Alternatively or additionally, consider the UN Sustainable Development Goals for inspiration:

 

 

Remember that you’ll need to be able to define your Global Issue in five to ten seconds of the oral, and will have only another 30 seconds or so to explain it (i.e. explain how it is evidenced in the world, how it is transnational, has broad significance but its impact is felt in local, everyday contexts).

 
  1. Once you’ve identified your Global Issue, you must choose one of your literary works and one of your non-literary bodies of work to explore it through. Remember, this is the goal of the oral - it is how the global issue is seen in the whole work / body of work, not only through the extract (which is there to enable further exemplification).

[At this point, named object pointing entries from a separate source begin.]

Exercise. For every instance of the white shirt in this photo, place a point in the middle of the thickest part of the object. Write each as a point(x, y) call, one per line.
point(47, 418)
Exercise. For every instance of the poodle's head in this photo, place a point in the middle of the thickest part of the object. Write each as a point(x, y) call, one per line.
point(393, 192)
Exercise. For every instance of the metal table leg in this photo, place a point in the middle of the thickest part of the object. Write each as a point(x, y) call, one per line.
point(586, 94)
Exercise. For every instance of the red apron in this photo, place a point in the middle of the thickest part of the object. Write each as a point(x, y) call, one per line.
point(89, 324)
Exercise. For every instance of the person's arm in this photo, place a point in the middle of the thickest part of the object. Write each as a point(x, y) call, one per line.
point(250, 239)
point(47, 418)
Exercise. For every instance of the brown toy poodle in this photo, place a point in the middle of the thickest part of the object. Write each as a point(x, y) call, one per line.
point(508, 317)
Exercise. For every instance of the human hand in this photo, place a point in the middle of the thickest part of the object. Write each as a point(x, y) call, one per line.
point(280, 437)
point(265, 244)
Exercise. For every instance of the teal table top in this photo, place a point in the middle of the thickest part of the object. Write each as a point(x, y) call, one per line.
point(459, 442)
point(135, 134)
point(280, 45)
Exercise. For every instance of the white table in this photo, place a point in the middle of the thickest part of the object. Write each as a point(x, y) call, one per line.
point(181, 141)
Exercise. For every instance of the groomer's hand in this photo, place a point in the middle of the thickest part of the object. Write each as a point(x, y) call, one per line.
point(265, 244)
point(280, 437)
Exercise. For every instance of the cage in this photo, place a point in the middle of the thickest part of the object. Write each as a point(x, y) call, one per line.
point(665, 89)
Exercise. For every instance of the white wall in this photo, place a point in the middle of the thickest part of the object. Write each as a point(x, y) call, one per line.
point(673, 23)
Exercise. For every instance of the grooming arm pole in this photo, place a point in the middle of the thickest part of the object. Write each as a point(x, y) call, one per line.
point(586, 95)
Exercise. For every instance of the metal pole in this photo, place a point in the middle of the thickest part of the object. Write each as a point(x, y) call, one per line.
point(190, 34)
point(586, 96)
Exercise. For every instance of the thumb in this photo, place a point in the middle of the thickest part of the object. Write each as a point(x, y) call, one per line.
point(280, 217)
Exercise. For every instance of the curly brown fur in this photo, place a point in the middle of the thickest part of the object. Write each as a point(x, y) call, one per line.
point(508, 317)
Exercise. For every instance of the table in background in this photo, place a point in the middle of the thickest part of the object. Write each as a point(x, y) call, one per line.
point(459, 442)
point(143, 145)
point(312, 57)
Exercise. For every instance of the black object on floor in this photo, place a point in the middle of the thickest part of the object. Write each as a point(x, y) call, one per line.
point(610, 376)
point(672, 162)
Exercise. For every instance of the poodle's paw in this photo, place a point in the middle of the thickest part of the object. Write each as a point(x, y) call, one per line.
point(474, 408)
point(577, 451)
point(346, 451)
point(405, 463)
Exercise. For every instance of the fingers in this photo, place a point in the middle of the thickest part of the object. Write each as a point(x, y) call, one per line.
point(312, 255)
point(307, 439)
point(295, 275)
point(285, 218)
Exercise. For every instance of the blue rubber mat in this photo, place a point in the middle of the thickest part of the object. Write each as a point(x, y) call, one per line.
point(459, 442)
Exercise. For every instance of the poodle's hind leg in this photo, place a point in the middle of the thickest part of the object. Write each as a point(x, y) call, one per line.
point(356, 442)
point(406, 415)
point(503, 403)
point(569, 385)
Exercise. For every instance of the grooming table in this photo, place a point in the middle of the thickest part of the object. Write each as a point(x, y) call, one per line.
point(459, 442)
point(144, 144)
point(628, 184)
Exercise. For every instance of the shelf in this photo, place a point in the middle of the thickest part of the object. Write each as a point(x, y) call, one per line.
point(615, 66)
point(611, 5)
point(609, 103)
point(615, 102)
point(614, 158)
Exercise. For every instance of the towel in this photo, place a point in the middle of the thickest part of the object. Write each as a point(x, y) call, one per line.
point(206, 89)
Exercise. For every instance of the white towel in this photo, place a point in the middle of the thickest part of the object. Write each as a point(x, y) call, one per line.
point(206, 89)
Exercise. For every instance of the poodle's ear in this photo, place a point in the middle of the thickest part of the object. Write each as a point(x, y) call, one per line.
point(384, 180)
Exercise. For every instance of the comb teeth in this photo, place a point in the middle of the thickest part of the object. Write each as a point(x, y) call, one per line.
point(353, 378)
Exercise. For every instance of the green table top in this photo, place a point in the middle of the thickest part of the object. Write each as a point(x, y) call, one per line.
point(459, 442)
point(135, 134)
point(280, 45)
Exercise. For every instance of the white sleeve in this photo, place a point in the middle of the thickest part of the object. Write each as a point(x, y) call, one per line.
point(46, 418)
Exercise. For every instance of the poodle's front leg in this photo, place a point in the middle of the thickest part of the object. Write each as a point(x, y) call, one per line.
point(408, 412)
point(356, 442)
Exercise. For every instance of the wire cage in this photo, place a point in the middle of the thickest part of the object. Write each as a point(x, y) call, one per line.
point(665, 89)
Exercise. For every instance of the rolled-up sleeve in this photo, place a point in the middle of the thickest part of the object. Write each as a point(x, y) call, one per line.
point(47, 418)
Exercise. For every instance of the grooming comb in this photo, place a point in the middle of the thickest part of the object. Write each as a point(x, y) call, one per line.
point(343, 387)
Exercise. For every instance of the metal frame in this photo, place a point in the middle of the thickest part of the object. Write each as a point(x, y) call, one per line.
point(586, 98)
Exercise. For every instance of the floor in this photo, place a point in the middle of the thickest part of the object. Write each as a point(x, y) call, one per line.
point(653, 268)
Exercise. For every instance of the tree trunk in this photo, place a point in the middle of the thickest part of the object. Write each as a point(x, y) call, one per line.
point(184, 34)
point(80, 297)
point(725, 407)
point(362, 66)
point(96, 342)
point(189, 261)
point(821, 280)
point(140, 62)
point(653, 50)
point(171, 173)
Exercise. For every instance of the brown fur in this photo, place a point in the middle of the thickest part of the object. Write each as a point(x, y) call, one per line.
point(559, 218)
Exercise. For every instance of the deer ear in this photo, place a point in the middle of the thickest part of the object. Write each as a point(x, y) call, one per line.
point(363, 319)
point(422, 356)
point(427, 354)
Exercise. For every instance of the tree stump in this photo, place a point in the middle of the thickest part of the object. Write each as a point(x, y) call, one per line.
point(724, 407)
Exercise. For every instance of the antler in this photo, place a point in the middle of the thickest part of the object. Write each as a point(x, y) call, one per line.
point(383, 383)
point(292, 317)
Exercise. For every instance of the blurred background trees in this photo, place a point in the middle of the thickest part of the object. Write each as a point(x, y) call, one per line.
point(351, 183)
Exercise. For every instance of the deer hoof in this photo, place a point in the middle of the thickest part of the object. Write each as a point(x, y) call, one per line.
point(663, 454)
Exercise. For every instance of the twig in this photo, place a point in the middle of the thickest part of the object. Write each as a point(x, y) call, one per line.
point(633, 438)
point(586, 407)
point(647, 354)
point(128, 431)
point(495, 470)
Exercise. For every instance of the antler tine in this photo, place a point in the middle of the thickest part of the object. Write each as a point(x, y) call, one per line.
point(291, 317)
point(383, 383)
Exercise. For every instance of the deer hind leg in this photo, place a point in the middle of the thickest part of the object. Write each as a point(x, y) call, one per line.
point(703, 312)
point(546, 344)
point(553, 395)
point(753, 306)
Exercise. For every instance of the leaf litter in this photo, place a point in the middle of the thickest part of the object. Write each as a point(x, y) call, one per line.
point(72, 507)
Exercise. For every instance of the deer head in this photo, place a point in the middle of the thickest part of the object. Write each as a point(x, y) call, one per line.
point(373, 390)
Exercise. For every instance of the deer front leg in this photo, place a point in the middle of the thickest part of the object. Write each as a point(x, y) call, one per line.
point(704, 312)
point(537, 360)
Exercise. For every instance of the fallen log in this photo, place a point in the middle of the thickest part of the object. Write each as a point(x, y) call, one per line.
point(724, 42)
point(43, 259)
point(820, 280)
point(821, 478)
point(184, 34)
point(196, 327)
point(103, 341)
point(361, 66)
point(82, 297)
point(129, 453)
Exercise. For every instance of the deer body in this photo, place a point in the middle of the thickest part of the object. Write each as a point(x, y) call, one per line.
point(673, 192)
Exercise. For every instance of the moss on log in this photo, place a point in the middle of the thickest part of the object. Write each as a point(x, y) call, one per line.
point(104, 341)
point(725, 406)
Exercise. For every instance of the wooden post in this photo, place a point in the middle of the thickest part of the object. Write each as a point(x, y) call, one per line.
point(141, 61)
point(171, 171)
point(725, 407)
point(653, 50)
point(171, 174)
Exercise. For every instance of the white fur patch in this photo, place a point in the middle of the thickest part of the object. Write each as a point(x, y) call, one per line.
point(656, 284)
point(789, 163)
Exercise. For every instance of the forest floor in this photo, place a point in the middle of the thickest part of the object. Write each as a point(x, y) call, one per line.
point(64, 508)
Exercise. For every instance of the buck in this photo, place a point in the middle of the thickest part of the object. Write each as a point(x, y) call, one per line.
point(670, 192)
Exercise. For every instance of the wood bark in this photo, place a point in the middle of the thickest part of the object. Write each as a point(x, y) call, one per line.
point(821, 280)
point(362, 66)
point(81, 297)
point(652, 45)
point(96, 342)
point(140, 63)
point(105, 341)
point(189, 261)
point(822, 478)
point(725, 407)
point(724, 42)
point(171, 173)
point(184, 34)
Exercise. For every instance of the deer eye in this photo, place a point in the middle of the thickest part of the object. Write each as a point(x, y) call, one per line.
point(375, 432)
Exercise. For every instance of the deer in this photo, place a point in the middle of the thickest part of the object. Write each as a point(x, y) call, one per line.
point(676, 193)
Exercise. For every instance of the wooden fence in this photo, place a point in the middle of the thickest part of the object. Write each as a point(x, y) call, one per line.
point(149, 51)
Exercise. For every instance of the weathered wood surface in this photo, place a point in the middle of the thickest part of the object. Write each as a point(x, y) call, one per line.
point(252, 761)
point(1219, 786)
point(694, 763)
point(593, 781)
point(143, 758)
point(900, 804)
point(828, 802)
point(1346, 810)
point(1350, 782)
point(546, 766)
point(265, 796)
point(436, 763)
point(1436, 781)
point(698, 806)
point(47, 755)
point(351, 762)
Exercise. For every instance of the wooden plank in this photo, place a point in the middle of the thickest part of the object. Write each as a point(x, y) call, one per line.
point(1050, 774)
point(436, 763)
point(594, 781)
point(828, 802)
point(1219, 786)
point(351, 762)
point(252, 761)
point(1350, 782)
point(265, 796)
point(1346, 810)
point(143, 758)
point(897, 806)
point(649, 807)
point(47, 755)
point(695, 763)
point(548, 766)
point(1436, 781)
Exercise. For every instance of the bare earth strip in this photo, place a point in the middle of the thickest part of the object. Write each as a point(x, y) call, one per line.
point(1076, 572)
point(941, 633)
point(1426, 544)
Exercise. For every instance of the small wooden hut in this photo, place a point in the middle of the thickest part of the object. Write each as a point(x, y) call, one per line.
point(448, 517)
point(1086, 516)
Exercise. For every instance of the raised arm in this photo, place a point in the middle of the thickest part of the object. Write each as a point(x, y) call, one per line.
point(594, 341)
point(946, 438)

So, the selection of the work / body of work is essential. Also remember that you cannot then use that literary work or non-literary body of work for any other assessment component.

  2. Once you’ve identified the work / body of work, you must select an extract. This can be an image, a series of consecutive images (screenshots from a television series, for example), or a written extract of no more than 40 lines (including transcripts of podcasts, for example). This is the key part of the oral in which you must select details from the extract that also / further explore the global issue (it is not an isolated commentary of the text independent of that global issue focus), but one in which you can show your understanding and ability to analyse and evaluate features of the text type and their effects on the thematic messages (and global issue) being presented. So, make sure your extract is replete with techniques that you can quote and deconstruct.